As part of my fieldwork at the Adult Day Health Program this summer, I get to perform home assessments for new clients who are admitted to our program (I lead them but my supervisor comes with me). At first, I really liked doing home assessments. I felt like I got to apply some of the knowledge that I had learned in my first year of OT school, like when to recommend different types of adaptive equipment, how to use empathy as a therapeutic tool both for the client and the caregiver(s), and how to interact with clients in a respectful and professional manner. As of today I have conducted six home assessments.
I don’t really like doing home assessments anymore.
Whenever I walk into clients’ homes, I know that I am walking into their sacred space. This is where they spend most of their time and, for many clients, this is where they have created several decades worth of memories.
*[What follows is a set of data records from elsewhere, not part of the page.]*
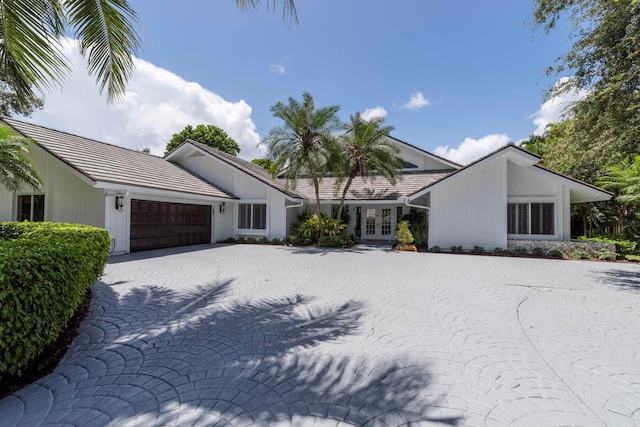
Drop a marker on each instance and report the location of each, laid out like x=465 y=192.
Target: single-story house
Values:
x=197 y=194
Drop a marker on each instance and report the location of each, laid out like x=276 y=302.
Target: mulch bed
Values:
x=52 y=354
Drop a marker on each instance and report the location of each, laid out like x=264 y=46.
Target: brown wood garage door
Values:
x=162 y=225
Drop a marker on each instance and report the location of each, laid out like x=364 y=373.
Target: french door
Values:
x=378 y=223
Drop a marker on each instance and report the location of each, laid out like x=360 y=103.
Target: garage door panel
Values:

This is also where they are used to conducting their daily routine in the same way, day in and day out.
Enter occupational therapist.
During a home assessment, our job is to inspect the home for potential issues of safety and accessibility, and then we do our best to help the client and caregiver make those modifications by educating them about home safety issues and connecting them to resources that will help them make the changes they need.
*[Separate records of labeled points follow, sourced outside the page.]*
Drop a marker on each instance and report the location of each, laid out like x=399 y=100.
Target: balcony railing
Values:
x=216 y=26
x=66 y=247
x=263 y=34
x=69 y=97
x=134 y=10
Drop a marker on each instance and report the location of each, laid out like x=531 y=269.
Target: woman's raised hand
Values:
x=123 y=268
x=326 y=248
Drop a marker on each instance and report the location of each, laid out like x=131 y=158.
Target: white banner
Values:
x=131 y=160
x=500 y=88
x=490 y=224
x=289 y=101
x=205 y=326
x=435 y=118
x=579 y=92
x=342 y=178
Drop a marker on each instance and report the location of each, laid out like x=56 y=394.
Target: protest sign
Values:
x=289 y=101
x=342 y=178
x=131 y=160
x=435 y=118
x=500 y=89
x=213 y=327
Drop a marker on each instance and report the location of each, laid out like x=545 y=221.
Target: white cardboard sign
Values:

Occupational therapists are usually the optimistic ones who see the best in everyone. But in this case, we often have to be the bearers of bad news. No matter how you spin it, telling someone that their home is unsafe for them or their loved one is not an easy task.
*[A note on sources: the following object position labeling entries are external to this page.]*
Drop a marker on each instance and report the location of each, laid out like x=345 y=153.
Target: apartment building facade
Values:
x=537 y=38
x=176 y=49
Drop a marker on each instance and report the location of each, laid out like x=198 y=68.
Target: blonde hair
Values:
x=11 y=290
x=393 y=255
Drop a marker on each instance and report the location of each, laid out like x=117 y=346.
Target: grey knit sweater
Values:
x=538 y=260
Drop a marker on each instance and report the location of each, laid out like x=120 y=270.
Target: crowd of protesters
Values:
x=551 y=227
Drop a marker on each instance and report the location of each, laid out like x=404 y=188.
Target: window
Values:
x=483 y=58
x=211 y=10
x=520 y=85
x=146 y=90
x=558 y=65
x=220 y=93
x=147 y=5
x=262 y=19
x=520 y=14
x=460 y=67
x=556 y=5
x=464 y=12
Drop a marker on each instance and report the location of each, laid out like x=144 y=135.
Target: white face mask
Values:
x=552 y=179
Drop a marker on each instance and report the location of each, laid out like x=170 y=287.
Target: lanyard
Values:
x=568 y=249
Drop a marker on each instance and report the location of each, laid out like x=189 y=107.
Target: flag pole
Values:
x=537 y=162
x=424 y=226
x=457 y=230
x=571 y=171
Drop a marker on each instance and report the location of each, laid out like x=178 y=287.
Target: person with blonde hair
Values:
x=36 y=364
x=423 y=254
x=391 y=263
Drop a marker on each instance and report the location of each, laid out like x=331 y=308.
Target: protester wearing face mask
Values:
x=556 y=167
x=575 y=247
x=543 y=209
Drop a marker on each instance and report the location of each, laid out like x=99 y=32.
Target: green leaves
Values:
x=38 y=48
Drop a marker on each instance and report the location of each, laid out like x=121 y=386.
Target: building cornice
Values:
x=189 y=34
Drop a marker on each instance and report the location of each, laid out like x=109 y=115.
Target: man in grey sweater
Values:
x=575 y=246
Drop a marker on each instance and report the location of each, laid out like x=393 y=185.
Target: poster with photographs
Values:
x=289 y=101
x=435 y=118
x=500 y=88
It makes me think of this clip from my favorite movie of all time, Father of the Bride, starring Steve Martin. Listen to what is said between 0:09-0:12.
Franck the wedding planner walks up to this beautiful, amazing dream home that has been saturated with decades of memories, and his first response is:
“Oh it’s very nice. We change it all though.”
That’s how I feel when I do these home assessments. “These rugs are so beautiful,” I’ll say. “Unfortunately, they are a tripping hazard for your mother so we really recommend that you remove them.” Or, “This shower that you just remodeled is absolutely stunning. However, in order for your husband to be able to safely get into and out of it, you are going to need to hire a contractor to drill grab bars on each of these walls.”
Sometimes it makes people cry.
And even though they’re crying, as you’re empathizing with them, you have to stand your ground and help them understand why the changes in equipment and lifestyle that you have recommended are really to help them be safer and more successful in their own home. I think the hardest recommendation to make and to receive is the one where the OT tells the client that he or she really needs to bring in some outside help to assist with their bathing because it’s just too unsafe to do it by themselves and their family isn’t able to provide the type of help they need.
That really makes them cry.
I don’t know that it will ever get easier, especially since I only have four weeks left of fieldwork. But at least I am aware of how difficult it can be for clients and caregivers to receive recommendations like these, and I know that this is an area where I must tread with caution because I really don’t like to see little old ladies cry.